Other elements are affecting the recovery. During the pandemic many businesses learned to be more efficient, shifting to takeout-only, streamlining operations and embracing technology solutions. But the hospitality business remains people-driven. Getting employees to come back to work is proving a challenge. Supply issues have driven costs way up, with everything from ketchup to lobster doubling or tripling in price, and it remains to be seen whether this is just a temporary spike.
So, the question remains: What can—and should—be done to help Las Vegas bars and restaurants?
From government, the answer is a polite yet firm get out of the way. Federal Small Business Administration PPP loans are over, and the most moronic thing to do right now is increasing corporate taxes when establishments are still struggling. Creating opportunities for venues to expand their revenue base is beneficial, such as allowing permanent seating on sidewalks and to-go cocktails. Incentivizing people to get off the public dole and go back to work is equally important.
Hotels and casinos have long recognized how on-premise restaurants and bars contribute to the guest experience. Throughout the last few decades there’s been a shift in guest spending, flipping from 70 percent gaming/30 percent hospitality to 70 percent hospitality/30 percent gaming. They should highlight these amenities in co-branded advertising and marketing campaigns and provide support in myriad other ways. Every casino has hosts with the discretion to move comps, including sending traffic to restaurants—a win-win for everyone.
For bar and restaurant owners?
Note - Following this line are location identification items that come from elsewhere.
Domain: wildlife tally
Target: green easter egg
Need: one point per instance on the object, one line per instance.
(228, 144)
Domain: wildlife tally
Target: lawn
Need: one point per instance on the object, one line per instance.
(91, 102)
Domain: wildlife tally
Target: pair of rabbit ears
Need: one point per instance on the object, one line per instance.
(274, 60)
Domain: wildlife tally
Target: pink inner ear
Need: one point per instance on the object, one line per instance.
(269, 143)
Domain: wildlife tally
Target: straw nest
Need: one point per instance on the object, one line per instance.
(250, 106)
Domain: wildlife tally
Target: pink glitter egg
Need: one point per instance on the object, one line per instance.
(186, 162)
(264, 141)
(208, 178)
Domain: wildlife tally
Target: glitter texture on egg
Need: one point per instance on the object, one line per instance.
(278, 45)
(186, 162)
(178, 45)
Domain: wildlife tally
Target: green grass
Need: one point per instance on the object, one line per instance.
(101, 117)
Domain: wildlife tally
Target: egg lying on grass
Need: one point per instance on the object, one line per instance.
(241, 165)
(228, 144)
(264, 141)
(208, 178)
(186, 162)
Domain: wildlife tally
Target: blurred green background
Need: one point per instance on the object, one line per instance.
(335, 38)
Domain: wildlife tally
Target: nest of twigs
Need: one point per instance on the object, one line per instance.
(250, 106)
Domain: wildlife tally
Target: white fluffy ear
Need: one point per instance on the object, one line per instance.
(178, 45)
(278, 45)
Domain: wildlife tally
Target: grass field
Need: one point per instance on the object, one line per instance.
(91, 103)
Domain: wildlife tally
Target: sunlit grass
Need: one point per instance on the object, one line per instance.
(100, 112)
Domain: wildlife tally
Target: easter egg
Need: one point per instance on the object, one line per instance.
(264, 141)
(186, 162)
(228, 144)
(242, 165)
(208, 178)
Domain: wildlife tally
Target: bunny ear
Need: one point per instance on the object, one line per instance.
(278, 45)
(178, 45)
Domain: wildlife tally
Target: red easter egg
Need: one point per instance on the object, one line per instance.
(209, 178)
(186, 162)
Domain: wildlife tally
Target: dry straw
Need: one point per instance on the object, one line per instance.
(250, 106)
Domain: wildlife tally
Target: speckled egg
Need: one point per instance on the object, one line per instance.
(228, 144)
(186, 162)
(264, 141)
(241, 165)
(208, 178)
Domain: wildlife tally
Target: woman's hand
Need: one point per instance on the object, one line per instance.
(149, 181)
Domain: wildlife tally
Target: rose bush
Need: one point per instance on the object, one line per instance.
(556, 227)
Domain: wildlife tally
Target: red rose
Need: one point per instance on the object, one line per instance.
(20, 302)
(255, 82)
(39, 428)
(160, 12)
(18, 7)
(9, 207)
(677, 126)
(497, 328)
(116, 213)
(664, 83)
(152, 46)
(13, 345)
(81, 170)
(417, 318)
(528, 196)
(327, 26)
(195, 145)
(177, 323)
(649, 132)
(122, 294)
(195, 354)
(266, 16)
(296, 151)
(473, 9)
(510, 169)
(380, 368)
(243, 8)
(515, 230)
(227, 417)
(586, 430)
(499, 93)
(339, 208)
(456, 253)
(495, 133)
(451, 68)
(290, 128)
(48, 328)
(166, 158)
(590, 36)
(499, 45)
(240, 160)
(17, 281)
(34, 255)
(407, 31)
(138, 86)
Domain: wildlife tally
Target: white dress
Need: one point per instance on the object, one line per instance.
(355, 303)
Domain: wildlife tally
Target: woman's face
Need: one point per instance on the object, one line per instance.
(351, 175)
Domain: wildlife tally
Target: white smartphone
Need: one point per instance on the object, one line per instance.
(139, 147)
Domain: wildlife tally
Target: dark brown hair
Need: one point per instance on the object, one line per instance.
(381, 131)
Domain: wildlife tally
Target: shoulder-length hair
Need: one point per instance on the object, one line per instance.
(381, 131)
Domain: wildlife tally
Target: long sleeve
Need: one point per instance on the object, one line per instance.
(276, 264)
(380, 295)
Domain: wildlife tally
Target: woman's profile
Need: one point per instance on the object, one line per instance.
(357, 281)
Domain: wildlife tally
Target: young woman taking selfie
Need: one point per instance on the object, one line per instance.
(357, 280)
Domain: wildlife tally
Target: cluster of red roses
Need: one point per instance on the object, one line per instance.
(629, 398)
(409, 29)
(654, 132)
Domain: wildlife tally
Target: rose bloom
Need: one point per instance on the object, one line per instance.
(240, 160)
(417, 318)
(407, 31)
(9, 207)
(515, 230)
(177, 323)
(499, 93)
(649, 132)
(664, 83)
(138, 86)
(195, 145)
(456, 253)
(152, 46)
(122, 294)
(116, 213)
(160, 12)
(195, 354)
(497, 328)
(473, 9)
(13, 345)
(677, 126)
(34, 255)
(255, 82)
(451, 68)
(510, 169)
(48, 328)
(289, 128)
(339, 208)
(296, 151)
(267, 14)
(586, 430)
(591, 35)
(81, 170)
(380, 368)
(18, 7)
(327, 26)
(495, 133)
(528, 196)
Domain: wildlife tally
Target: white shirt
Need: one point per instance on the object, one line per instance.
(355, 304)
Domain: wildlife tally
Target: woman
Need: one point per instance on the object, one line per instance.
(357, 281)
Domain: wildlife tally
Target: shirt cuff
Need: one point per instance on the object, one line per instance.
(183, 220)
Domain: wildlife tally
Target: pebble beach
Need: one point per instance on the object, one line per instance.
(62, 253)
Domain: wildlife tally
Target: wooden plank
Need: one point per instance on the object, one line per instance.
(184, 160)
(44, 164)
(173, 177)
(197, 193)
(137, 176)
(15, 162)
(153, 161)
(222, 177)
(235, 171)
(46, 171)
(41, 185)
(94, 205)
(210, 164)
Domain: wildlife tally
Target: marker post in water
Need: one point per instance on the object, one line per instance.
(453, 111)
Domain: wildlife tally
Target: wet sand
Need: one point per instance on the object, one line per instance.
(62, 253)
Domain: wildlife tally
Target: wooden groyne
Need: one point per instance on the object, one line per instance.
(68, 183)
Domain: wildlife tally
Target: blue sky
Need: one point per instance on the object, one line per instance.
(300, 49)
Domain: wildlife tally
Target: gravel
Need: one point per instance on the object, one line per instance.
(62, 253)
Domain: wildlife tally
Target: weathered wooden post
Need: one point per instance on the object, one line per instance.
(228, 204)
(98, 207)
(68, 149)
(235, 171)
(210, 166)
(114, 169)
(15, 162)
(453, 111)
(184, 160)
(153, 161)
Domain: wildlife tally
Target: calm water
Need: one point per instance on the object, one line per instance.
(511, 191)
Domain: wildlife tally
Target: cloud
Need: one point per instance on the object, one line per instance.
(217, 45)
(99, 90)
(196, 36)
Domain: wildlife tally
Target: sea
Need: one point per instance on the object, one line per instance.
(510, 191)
In an industry of thin margins, they have to tighten their belts yet again. Along with the challenges of staffing up and initial lower capacities, they need to deal with increased supply costs without scaring off customers. In the short term, they may have to temporarily raise prices 30-40 percent to survive. Getting on the news and making consumers aware is essential. This communication must extend to the industry’s longstanding commitment to safety, even more important in the COVID-19 era. From food handling to sanitation, building trust with patrons builds patronage. Asking all employees to get vaccinated is another key goal, so that restaurants where staff don’t wear masks become a symbol of safety.
Finally, there’s tourists and the Las Vegas community. Those who appreciate this city for its unique charms and curiosities need to come back to experience it in person, and after enjoying some of our world-class restaurants and bars, spread the word through their social circles. The same goes for local residents, even beyond the hospitality sector, taking a break from the big-box stores and giving extra support to smaller local businesses. We are all knit together as a community. If the pandemic has shown us anything, it’s that we may all fantasize about hitting the jackpot on a one-armed bandit, yet what we genuinely need is each other.
Jon Taffer, a leading hospitality expert and business consultant, is creator, executive producer and star of the popular television show Bar Rescue, and a New York Times best-selling author.